Both institutions insist that the deal agreed at the 21-22 June summit should not be reopened despite Polish Prime Minister Jarosław Kaczyn´ski calling into question the agreement on voting rules.

The Commission’s position on the intergovernmental conference (ICG), to be adopted on Tuesday (10 July), is expected to endorse the mandate for negotiation agreed at the summit. Commission President José Manuel Barroso said on Monday (2 July): "None of the issues agreed on can be opened up. We can’t do anything which contra-dicts what was agreed at the European Council."

Barroso’s comments were aimed at the Polish prime minister who has claimed that he received verbal assurances at the summit that contested EU decisions could be delayed for two years under a revised version of the Ioaninna compromise. The draft mandate says that if the mechanism is used agreement should be reached "within a reasonable period".

The Portuguese presidency has tried to play down suggestions that the summit deal is already unravelling. Prime Minister José Socrates said on Monday that there were only "misunderstandings" which needed clarification. "I don’t see any country which wants to question it [the mandate]," he said.

The European Parliament will adopt its opinion on the IGC on 11 July.

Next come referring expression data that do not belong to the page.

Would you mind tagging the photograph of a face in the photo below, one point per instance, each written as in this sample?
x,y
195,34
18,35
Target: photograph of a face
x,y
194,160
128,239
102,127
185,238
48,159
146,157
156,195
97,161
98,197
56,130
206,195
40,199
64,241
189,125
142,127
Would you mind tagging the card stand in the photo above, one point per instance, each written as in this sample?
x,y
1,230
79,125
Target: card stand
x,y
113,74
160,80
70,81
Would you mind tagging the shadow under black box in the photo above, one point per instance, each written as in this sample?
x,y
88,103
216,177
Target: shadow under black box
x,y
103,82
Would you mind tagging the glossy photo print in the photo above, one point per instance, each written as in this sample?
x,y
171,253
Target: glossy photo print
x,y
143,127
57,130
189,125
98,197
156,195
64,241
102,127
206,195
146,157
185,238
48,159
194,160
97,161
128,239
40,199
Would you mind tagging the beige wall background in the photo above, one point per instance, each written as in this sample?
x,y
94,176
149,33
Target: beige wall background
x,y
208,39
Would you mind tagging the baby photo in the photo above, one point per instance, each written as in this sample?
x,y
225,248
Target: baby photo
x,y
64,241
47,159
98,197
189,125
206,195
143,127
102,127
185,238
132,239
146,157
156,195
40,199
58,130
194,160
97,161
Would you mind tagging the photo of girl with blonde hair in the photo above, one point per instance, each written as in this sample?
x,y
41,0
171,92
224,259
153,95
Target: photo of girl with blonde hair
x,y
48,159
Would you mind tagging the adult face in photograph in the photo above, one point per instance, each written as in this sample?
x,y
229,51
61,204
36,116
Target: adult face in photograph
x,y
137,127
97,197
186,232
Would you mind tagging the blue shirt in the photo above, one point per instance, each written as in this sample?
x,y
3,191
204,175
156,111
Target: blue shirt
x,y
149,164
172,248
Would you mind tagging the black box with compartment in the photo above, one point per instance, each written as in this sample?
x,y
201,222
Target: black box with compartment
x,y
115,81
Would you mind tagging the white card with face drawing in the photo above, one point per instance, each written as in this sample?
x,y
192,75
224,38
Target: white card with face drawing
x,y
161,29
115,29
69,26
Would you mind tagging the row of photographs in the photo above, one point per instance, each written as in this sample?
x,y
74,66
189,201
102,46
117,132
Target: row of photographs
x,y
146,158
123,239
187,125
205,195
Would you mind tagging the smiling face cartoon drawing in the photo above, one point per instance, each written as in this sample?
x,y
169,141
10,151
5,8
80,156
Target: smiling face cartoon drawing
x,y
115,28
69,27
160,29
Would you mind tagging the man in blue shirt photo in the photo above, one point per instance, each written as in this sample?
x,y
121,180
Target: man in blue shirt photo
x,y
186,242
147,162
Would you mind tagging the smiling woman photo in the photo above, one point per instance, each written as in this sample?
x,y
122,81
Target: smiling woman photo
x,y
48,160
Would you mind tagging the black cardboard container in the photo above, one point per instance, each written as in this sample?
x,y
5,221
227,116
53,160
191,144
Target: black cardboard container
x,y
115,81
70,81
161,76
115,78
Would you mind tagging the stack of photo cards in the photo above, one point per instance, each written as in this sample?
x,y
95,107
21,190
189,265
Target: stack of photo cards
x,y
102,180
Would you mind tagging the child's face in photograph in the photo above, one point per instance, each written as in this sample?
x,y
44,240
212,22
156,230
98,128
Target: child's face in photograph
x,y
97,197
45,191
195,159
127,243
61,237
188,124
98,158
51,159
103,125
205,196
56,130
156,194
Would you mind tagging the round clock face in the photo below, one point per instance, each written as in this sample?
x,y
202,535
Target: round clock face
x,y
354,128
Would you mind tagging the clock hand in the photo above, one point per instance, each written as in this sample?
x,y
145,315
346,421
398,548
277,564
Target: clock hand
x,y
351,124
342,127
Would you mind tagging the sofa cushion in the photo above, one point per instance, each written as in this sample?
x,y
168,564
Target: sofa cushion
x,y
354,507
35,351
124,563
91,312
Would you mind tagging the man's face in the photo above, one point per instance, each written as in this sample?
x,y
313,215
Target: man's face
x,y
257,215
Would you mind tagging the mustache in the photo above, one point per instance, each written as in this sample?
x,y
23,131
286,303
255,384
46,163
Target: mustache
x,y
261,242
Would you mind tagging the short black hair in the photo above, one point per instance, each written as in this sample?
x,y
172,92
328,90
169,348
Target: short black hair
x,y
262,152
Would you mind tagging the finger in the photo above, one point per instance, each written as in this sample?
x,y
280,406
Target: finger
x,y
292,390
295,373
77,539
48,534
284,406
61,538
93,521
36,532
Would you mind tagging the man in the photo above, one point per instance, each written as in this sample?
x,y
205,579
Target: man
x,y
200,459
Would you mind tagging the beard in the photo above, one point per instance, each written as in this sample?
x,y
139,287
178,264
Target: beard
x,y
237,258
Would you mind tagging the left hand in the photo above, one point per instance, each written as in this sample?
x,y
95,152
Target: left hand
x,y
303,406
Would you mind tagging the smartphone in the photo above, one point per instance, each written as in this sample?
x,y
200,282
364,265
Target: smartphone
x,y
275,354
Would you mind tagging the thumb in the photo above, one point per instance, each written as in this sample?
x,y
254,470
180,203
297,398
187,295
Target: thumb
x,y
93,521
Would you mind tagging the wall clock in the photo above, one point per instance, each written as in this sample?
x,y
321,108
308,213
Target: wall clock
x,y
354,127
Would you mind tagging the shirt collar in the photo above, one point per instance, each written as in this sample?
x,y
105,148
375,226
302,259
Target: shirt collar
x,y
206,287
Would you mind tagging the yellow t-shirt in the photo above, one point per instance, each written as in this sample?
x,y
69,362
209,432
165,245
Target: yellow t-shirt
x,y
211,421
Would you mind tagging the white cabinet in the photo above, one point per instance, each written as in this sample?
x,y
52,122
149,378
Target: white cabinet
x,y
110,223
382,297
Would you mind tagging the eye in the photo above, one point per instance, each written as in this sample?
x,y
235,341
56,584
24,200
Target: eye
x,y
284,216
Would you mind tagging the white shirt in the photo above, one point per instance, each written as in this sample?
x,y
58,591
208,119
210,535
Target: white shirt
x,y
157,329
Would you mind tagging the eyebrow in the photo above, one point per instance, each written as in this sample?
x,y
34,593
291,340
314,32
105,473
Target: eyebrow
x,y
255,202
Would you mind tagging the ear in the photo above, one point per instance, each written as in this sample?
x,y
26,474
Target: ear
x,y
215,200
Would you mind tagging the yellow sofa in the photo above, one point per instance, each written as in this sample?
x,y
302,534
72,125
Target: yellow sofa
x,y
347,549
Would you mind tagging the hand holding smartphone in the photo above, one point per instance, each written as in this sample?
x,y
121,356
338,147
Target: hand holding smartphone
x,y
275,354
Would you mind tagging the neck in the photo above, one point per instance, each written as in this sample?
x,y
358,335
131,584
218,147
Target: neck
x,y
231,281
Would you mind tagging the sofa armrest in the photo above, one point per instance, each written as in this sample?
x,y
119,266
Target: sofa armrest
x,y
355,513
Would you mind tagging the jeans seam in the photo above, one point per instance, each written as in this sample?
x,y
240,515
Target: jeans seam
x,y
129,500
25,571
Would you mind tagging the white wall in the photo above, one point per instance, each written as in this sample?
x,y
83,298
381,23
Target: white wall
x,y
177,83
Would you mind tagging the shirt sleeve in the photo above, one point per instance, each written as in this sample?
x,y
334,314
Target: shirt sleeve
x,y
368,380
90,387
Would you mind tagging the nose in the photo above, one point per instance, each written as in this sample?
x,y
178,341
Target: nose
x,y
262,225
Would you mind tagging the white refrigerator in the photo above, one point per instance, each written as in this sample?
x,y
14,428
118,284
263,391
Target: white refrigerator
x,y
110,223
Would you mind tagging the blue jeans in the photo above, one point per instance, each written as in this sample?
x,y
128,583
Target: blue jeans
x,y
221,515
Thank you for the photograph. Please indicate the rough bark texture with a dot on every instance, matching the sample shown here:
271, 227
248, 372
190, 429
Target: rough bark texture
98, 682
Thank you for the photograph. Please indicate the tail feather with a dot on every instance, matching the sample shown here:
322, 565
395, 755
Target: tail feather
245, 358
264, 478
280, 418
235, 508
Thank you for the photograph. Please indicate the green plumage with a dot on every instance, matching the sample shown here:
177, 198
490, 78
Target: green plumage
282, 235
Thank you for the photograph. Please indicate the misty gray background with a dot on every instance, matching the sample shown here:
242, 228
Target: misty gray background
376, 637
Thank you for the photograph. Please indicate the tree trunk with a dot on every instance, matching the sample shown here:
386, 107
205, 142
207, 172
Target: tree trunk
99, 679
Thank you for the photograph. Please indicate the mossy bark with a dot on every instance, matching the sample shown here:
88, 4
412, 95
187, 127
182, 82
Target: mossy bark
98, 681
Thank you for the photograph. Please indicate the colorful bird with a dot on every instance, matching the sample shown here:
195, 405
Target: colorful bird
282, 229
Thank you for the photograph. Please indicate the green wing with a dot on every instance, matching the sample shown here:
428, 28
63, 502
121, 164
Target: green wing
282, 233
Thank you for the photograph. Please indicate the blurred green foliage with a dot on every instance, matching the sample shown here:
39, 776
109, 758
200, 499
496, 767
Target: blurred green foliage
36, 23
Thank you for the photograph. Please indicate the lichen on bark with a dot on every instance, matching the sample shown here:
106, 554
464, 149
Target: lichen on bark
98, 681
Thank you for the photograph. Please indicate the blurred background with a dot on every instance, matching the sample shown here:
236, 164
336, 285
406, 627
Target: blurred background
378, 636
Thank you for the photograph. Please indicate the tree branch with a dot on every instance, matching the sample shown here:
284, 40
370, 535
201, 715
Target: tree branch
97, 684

A draft opinion by German Social Democrat MEP Jo Leinen, chairman of the constitutional affairs committee, welcomes the fact that the mandate for the ICG agreed at the summit "safeguards the substance of the constitutional treaty", including the single legal personality of the EU, the suppression of the pillars structure (different types of decision-making for different policy areas) and the shift to qualified majority voting and codecision with Parliament.

Leinen’s draft report points out that Parliament regrets that the concept of a single constitutional treaty, the symbols of the Union, an understandable classification of legal acts and a clear statement of the primacy of EU law will be dropped. It also expresses concern that the mandate allows an increasing number of member states to opt out of major provisions of the treaties which could lead to a weakening of the cohesion of the Union.

MEPs have proposed a number of amendments to the report which will be discussed in the constitutional affairs committee next Monday (9 July) and approved in the plenary. Danish MEP Jens-Peter Bonde, chairman of the Eurosceptic Independence and Democracy group, is calling for referenda to be held in all member states. UK Liberal Democrat MEP Andrew Duff wants to include language saying that the Parliament regrets that the entry into force of many of the treaty’s provisions has been delayed.

The Portuguese presidency will launch the IGC at the meeting of foreign ministers on 23 July and hopes to secure final approval on a treaty text at the informal summit in Lisbon on 18 October.